Ameera Lee

Personal information
- Nationality: Australia
- Born: 1 February 1974 (age 52)

Sport
- Sport: Archery
- Disability class: Compound Open
- Club: Sydney Olympic Park Archers

= Ameera Lee =

Australian Paralympic archer (born 1974)

Ameera Lee (born 1 February 1974) is an Australian Paralympic archer. She competed at the 2024 Paris Paralympics.

==Personal==
Lee was born on 1 February 1974. She has multiple sclerosis. She is a single mother with a son – Huthaifa. She is a medical secretary.

==Archery==
She took up para archery in 2016 after being encouraged by her fifteen-year-old son. She started as a standing archer but moved to a wheelchair. Her first international competition was the 2018 Para-archery European Circuit in Olbia, Italy where she was knocked out in the quarter finals. She missed out on being selected for the 2020 Tokyo Paralympics. At the 2024 Australia Para National Archery Championships, she won the gold medal in Compound Women's Open event. She has been and remains the current National Women's Paraarchery Champion since 2017.

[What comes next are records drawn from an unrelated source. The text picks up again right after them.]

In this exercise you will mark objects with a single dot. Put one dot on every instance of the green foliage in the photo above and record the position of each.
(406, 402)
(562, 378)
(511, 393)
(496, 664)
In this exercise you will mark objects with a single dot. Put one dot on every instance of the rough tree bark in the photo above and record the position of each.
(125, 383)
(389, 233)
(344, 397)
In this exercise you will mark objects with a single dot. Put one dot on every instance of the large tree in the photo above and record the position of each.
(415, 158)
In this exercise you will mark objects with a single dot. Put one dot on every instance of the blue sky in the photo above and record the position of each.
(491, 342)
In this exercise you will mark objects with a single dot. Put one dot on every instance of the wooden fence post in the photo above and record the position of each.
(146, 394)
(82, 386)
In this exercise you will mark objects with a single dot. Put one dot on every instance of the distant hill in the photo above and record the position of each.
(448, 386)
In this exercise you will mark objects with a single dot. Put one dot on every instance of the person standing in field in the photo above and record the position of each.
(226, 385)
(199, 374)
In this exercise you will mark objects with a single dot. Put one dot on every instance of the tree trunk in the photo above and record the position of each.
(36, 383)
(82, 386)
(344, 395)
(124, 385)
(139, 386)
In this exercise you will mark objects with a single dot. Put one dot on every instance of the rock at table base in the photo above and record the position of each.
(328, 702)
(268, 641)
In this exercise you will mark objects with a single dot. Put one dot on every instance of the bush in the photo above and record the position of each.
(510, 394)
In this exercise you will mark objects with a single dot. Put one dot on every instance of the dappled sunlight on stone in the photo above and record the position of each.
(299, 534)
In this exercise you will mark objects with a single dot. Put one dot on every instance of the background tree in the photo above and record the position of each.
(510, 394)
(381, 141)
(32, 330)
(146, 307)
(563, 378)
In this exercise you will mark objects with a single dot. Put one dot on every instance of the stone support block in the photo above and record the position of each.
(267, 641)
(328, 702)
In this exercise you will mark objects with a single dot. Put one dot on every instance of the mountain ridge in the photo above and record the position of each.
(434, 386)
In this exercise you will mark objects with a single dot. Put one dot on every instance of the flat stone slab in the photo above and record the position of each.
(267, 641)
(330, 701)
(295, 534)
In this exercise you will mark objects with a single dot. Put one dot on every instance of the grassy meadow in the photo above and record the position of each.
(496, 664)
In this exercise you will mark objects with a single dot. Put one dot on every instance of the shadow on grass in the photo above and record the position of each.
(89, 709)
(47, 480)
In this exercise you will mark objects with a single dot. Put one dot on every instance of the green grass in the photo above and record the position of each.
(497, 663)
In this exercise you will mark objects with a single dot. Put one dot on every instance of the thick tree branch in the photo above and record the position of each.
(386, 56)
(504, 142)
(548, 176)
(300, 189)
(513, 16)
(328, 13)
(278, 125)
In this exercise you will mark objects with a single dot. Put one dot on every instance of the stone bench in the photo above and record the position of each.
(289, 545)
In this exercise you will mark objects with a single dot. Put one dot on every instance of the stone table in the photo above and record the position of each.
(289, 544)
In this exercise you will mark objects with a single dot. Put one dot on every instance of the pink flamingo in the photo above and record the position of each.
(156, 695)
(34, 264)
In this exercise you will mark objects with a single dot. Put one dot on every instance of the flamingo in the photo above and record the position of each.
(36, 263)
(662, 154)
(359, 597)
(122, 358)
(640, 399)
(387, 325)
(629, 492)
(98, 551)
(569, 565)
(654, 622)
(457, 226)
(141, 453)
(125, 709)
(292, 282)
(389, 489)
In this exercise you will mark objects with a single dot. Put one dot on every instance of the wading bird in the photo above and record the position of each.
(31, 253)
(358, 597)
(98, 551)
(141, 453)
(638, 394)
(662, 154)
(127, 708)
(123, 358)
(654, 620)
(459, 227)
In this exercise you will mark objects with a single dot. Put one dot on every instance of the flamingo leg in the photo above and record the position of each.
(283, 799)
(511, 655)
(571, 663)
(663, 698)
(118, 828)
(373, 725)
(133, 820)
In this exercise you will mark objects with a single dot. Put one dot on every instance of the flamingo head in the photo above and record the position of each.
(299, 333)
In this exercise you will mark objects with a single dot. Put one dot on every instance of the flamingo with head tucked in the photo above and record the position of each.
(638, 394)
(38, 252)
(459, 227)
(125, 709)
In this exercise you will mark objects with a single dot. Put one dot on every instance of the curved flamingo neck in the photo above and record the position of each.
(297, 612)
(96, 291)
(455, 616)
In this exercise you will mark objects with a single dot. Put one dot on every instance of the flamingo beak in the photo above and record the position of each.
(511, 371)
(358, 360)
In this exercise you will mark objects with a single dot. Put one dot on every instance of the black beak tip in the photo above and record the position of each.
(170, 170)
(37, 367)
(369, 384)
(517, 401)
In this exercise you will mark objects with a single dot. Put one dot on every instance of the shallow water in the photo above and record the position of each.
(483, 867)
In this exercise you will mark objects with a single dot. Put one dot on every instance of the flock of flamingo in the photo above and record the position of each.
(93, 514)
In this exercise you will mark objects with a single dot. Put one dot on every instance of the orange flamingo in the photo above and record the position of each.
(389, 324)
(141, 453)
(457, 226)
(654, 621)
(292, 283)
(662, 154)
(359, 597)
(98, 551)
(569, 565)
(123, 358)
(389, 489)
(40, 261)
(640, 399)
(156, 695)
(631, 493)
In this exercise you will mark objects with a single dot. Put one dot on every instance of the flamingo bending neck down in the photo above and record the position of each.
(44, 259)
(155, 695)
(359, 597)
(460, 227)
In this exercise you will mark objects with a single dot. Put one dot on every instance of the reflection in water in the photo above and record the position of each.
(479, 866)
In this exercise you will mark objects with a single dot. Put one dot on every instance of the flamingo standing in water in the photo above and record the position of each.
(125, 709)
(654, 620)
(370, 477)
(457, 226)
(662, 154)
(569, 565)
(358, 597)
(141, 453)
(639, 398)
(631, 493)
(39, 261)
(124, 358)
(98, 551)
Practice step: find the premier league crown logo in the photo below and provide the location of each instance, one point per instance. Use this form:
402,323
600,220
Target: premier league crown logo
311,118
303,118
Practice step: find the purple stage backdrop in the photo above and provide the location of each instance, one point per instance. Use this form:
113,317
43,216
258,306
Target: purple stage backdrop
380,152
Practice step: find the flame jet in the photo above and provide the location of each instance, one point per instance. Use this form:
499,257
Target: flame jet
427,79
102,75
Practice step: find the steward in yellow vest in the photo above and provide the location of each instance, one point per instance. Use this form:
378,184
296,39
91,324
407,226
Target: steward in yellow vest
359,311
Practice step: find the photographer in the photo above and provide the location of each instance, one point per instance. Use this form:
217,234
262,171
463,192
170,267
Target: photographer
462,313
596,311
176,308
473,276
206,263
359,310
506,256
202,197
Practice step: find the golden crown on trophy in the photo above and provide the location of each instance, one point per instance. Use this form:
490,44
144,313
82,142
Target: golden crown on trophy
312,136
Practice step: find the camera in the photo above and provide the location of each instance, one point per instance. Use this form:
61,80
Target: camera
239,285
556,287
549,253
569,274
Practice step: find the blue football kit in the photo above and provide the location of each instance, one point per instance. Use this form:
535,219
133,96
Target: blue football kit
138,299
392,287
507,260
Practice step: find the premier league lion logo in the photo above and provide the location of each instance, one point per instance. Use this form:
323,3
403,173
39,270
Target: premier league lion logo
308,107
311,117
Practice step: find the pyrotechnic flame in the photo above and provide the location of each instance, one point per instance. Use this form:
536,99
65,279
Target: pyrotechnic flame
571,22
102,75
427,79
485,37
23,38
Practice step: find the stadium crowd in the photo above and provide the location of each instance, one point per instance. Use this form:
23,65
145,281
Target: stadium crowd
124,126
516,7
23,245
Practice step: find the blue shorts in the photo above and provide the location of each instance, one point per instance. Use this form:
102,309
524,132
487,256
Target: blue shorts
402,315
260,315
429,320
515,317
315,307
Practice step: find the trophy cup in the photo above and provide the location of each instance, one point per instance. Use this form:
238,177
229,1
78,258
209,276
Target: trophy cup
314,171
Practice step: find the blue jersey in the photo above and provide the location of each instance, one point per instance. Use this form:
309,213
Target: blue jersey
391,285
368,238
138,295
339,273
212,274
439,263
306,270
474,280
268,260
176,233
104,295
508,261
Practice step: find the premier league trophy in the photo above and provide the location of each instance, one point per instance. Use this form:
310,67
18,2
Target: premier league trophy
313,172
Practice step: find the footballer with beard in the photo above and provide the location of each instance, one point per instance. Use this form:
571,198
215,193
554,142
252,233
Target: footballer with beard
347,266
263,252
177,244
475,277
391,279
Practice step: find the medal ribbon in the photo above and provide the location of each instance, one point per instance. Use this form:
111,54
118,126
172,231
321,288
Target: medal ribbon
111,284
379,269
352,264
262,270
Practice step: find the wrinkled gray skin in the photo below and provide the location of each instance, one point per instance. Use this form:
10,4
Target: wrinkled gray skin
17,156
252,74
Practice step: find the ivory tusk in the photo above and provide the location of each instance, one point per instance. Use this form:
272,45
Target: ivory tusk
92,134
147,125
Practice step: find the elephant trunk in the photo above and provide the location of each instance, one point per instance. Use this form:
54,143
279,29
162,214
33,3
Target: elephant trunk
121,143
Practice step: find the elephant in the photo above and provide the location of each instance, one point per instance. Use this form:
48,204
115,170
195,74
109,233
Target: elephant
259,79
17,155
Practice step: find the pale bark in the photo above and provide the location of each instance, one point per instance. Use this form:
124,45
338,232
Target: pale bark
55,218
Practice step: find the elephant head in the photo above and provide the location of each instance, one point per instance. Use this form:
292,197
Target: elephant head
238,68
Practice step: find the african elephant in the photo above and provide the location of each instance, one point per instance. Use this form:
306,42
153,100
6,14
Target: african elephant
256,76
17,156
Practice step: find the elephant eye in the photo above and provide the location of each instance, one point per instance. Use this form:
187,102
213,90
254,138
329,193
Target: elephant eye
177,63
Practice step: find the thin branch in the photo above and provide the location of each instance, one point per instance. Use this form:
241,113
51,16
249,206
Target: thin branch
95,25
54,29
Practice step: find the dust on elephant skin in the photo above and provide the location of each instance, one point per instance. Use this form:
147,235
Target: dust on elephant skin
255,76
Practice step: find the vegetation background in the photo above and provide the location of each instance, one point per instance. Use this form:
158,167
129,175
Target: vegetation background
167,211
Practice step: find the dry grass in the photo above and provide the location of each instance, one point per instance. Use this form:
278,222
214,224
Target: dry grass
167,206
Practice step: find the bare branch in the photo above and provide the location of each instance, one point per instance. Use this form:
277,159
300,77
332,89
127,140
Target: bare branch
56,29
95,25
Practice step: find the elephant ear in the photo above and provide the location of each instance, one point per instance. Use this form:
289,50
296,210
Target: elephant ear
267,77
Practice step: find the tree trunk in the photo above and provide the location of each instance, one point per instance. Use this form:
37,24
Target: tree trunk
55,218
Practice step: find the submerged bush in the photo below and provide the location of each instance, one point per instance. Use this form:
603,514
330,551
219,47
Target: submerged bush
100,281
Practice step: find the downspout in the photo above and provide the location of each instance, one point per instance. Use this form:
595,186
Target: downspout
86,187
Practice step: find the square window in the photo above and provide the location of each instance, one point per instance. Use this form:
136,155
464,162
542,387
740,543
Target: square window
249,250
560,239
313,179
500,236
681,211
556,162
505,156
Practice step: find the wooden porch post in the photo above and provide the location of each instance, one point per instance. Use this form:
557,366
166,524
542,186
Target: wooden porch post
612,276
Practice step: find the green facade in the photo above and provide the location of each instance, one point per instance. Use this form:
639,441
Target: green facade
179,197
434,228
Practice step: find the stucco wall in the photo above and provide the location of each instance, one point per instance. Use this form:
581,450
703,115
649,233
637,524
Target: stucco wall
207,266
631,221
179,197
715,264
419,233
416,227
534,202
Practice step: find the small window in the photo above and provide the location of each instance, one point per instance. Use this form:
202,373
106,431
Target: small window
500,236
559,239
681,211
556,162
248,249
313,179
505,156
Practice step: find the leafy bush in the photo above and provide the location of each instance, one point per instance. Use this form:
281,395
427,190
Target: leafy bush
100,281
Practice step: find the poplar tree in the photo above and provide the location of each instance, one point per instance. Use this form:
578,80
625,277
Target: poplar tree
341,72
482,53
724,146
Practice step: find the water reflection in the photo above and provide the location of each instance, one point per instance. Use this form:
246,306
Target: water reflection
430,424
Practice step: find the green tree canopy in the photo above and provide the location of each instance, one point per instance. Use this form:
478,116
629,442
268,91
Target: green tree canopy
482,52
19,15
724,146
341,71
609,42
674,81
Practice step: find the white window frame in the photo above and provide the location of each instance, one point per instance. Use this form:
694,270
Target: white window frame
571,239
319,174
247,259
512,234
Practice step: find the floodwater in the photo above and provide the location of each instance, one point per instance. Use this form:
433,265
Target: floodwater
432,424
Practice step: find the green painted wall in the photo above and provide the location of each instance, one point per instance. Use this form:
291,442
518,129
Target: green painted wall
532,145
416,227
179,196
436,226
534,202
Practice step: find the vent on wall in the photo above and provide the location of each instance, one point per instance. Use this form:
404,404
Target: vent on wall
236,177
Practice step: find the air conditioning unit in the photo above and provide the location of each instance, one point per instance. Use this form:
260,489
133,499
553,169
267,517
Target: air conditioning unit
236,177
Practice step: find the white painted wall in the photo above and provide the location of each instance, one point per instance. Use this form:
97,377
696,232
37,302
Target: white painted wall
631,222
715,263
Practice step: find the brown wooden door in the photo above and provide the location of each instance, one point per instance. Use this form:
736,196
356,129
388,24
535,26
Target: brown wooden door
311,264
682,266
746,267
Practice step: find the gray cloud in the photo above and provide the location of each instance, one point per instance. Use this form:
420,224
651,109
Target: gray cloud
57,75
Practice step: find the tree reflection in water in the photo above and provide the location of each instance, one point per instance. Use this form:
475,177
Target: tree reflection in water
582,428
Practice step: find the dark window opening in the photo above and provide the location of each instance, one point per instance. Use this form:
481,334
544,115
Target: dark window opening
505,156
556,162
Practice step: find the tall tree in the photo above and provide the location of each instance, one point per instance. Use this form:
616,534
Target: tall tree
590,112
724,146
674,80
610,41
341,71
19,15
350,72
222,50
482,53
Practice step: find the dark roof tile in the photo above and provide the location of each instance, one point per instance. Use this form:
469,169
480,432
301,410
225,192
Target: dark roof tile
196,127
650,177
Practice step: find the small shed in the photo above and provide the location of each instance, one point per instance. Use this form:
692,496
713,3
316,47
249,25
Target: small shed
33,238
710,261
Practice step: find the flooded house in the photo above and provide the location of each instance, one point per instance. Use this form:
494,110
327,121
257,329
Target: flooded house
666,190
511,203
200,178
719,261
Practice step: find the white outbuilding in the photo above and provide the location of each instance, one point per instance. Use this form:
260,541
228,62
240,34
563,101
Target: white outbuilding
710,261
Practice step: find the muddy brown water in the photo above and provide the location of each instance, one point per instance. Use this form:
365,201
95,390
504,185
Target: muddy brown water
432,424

At the 2024 Paris Paralympics, she lost in the 1/8 round in the Women's individual compound open. She partnered with Jonathon Milne, in the Mixed team compound, where they lost in the quarter-final.

She is a New South Wales Institute of Sport scholarship athlete since 2017.

She is the first Paraarcher to win the Archery Australia Australian Open.

She is an advocate for promoting wellbeing and health for all regardless of age or ability.